# when to pay tax on Irish UCITS e.g. ETFs



## bogle (1 Jan 2009)

Hi Everyone,
I know this subject has been discussed to death here but I’m still a bit unclear on certain aspects of the taxation of Irish domiciled UCITS like certain iShares ETFs (UCITS III) or the ISEQ20 ETF.

     Here’s what i think I know from reading all the relevant posts and the 2009 TAB Guide.

    Taxation on profits made from sale of UCITS such as an Irish domiciled ETF e.g. ISEQ20 are subject to exit tax.
  As of 2009 the exit tax will be 26% (got this from the TAB Guide for 2009).
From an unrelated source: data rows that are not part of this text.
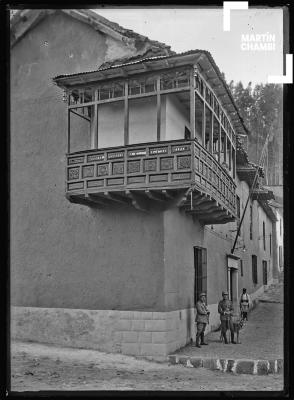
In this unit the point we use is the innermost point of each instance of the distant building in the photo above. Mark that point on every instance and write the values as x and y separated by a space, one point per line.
126 196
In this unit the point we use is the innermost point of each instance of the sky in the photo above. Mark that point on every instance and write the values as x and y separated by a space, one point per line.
190 28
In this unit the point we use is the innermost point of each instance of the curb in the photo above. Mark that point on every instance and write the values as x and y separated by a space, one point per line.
241 366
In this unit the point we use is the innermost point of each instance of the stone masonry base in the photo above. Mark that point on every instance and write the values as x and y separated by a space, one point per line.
151 335
148 334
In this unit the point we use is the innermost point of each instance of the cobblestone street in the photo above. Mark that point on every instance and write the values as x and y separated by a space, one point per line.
261 338
37 366
42 367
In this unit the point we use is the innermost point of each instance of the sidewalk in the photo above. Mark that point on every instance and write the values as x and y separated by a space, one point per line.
261 348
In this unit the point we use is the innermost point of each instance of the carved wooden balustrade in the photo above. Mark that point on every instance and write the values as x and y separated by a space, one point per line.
178 172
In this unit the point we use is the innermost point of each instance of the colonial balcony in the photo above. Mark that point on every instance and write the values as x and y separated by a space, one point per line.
153 175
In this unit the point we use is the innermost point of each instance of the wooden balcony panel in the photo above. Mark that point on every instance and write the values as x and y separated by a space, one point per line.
152 174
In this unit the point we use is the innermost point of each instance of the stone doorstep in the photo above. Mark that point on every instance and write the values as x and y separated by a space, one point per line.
239 366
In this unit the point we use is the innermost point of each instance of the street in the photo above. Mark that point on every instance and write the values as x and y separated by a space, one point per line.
43 367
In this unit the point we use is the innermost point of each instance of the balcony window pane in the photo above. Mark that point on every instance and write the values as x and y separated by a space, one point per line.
111 124
142 85
173 80
80 129
142 120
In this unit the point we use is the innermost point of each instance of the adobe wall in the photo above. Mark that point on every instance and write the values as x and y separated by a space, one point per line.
63 254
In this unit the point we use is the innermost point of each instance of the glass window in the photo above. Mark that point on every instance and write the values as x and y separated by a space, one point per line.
254 269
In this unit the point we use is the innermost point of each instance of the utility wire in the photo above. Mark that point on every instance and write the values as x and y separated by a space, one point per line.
260 163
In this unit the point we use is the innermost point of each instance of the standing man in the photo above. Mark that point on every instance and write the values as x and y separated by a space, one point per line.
244 304
225 309
202 319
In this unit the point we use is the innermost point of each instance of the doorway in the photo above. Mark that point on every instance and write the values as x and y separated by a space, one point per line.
233 262
200 276
264 269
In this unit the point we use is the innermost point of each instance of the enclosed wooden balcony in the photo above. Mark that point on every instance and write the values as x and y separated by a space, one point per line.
153 175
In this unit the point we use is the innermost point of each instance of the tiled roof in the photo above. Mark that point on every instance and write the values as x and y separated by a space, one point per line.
23 20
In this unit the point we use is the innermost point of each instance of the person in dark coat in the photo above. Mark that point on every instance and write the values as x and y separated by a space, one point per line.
225 309
202 319
245 303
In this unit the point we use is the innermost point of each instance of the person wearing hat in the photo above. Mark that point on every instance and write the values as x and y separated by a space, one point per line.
225 309
202 319
245 303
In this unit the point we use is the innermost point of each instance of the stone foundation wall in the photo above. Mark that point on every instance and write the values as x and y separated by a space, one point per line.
152 335
148 334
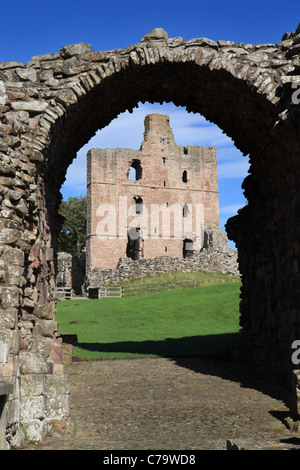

  If I sold some iShares ETFs in say June 2009 and made a profit when do I pay this exit tax to the revenue? 
  Is it paid as preliminary tax in 2009 – e.g. 31st October pay preliminary tax for 2009?

 If I received distributions from iShares or ISEQ20ETFs e.g. dividends, I presume the tax (20% plus 1 % income levy??) has to be paid on these by the 31st October 2009 deadline as well?

And any exit tax and/or distribution tax occurring in November and December of 2009 to be accounted for when filing the 2009 tax return by 31st October 2010.

      Thks,
  A confused Bogle

 PS: I know there is no capital gains tax allowance on profits made on UCITS and that losses on one can’t be offset against gains on another and that there is no stamp duty payable on the purchase of ETFs in Ireland. Not so sure on the 8 year rule?


----------



## PMU (20 Aug 2009)

I’ve just phoned the Revenue Commissioners asking how one makes a tax return for distributions from exchange traded funds (ETFs). The person who answered my call: (a) hadn’t heard of ETFs or UCITS; (b) couldn’t find anyone in their office who knew about the tax treatment of distributions from ETFs; (C) suggested I attach details of the distributions in a note to be sent in with the form 12, where “it would be looked at by whoever is dealing with the form”.


----------



## Rory Gillen (21 Aug 2009)

I believe your understanding is correct - you should include any gains and distributions in your preliminary return to Oct 2009.
Deemed disposal i applicable after eight years if you have not sold by then.

Rory


----------